Comparison between Free and Immobilized Ion Effects on Hydrophobic Interactions: A Molecular Dynamics Study

TL;DR

This study uses molecular dynamics simulations to compare how free and immobilized ions influence hydrophobic interactions, revealing distinct effects and mechanisms relevant to self-assembly and protein folding.

Contribution

It demonstrates that free and immobilized ions differently modulate hydrophobic interactions, with immobilized ions enabling control through spatial arrangements and size variations.

Findings

Free ions strengthen hydrophobic interactions via water density fluctuations.

Immobilized ions can switch hydrophobic interactions on and off.

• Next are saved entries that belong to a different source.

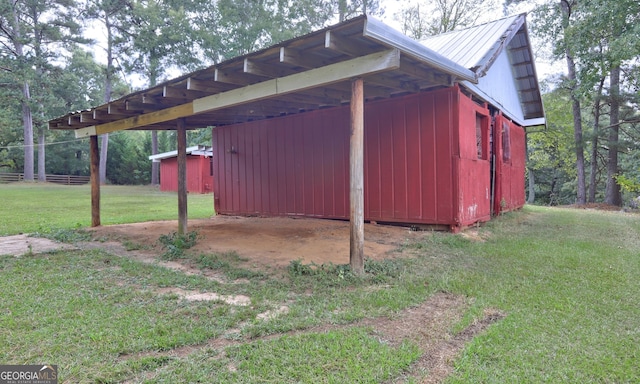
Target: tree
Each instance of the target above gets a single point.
(164, 37)
(115, 16)
(566, 7)
(30, 33)
(597, 38)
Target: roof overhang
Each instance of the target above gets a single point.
(306, 73)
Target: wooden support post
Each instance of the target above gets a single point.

Size and type of immobilized ions influence interaction strength and behavior.

Abstract

Fundamental studies of the effect of specific ions on hydrophobic interactions are driven by the need to understand phenomena such as hydrophobically driven self-assembly or protein folding. Using beta-peptide-inspired nano-rods, we investigate the effects of both free ions (dissolved salts) and proximally immobilized ions on hydrophobic interactions. We find that the free ion effect is correlated with the water density fluctuation near a non-polar molecular surface, showing that such fluctuation can be an indicator of hydrophobic interactions in the case of solution additives. In the case of immobilized ion, our results demonstrate that hydrophobic interactions can be switched on and off by choosing different spatial arrangements of proximal ions on a nano-rod. For globally amphiphilic nano-rods, we find that the magnitude of the interaction can be further tuned using proximal ions with varying ionic sizes. In general, univalent proximal anions are found to weaken hydrophobic interactions. This is in contrast to the effect of free ions, which according to our simulations strengthen hydrophobic interactions. In addition, immobilized anions of increasing ionic size do not follow the same ordering (Hofmeister-like ranking) as free ions when it comes to their impact on hydrophobic interactions. The immobilized ion effect is not simply correlated with the water density fluctuation near the non-polar side of the amphiphilic nano-rod. We propose a molecular picture that explains the contrasting effects of immobilized versus free ions.